Whilst I accept that in Mattu HMRC sought only to recover part of their costs and those costs were restricted to particular instances of unreasonable behaviour that does not mean that this Tribunal should fetter its discretion. Firstly, and obviously, HMRC have not restricted the scope of their application for costs in this instance. Secondly, as always, those three paragraphs in Mattu mustbe read in context.

91.

Obviously there must be a causal link in that the costs award is predicated upon Mr Breen’s unreasonable conduct, however, the extent of the award is quite another matter. Indeed, I observe that paragraph 27 of Mattu, upon which Mr Birkbeck had relied upon (for the second sentence), makes it clear that the approach advocated by Mr Birkbeck should not be adopted. More pertinently, paragraph 19 of Mattu is unequivocal in its terms: there is no requirement for a direct causal link.

92.

I agree with Judge Zaman that there is no requirement that there should be a causal link between the conduct and each element of the costs sought, but it is one of the factors to be taken into account when making an order for costs. Paragraph 20 of Mattu comes into play at that point; it is just and fair for an award of costs to be increased by reference to the nature and severity of Mr Breen’s conduct.

93.

As I have indicated, like Judge Brown, I find Mr Breen’s behaviour to have been abhorrent. It was his appeal and he did exceptionally little to progress it. Having said in his Notice of Appeal that he would be instructing legal representation, it was only three years later, when the appeal had been struck out that he finally appointed representation yet he competently opposed HMRC’s application to recategorise the appeal. As Judge Bailey found, he prioritised other matters; I find that he engaged only when it suited him.

94.

Rule 2 of the Rules requires that the Tribunal should be fair and just to both parties. Mr Breen has been given numerous opportunities to make matters good but simply did not do so and over a long period of time. I agree with Mr Bignell that the level of non-compliance in this appeal is very unusual. HMRC have been forced to litigate for years to no avail.

95.

They are entitled to all of the costs sought.

96.

The only remaining issue is Rule 10(5) of the Rules. Mr Breen has been represented by Counsel since before the Application was filed. He has provided no evidence about his means. Mr Bignell argued that he had been asked about his means on 6 November 2024 but no reply had been traced.

97.

I am not prepared to accept Mr Birkbeck’s unsupported assertion that given the size of the tax bill in the appeal Mr Breen might face bankruptcy.

98.

I know that the funds traced by HMRC were in Swiss bank accounts. I know that in 2024, Mr Breen could afford to go to Los Angeles to purchase an MRI and as at the date of the hearing he was in the UAE. The simple fact is that I have no evidence. He could have given instructions on this issue to Mr Birkbeck, even in the course of the hearing when the issue of his means was canvassed, but he did not.

99.

In terms of Rule 10(5) of the Rules he had the opportunity to make representations and I have certainly considered his financial means. In the absence of any evidence I find that on the balance of probability he does have the means to compensate HMRC.

Decision

100.

For all these reasons the Application is granted.

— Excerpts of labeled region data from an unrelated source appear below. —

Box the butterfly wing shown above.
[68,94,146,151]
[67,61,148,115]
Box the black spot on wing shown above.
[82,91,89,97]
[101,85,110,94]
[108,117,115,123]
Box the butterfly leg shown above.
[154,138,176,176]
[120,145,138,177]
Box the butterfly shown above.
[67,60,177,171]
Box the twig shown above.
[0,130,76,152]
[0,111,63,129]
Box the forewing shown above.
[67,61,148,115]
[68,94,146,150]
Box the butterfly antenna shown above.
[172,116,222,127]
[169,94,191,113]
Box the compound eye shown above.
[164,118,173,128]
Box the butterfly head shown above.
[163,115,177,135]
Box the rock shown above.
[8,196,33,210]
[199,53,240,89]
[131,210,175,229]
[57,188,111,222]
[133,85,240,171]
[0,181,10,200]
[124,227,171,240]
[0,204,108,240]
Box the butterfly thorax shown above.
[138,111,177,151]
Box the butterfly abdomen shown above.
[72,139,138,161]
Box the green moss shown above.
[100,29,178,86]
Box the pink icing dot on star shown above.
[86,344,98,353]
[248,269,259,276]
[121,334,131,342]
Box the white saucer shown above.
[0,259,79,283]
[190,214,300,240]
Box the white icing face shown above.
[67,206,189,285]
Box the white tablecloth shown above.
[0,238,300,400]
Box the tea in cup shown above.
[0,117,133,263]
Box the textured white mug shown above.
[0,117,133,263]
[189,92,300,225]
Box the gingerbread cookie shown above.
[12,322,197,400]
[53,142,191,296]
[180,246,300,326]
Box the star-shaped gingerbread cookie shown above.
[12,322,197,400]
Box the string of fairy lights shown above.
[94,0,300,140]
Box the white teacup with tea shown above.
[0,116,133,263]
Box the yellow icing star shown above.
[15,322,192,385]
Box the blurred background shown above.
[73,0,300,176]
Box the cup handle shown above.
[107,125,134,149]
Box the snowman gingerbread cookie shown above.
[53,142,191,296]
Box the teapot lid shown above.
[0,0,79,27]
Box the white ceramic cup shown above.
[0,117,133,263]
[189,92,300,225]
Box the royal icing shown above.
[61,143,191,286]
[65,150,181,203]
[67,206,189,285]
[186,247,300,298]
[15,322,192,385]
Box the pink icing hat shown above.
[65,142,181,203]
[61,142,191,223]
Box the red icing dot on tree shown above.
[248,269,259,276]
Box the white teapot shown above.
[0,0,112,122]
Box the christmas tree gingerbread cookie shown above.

Right to apply for permission to appeal

101.

This document contains full findings of fact and reasons for the decision. Any party dissatisfied with this decision has a right to apply for permission to appeal against it pursuant to Rule 39 of the Tribunal Procedure (First-tier Tribunal) (Tax Chamber) Rules 2009. The application must be received by this Tribunal not later than 56 days after this decision is sent to that party. The parties are referred to “Guidance to accompany a Decision from the First-tier Tribunal (Tax Chamber)” which accompanies and forms part of this decision notice.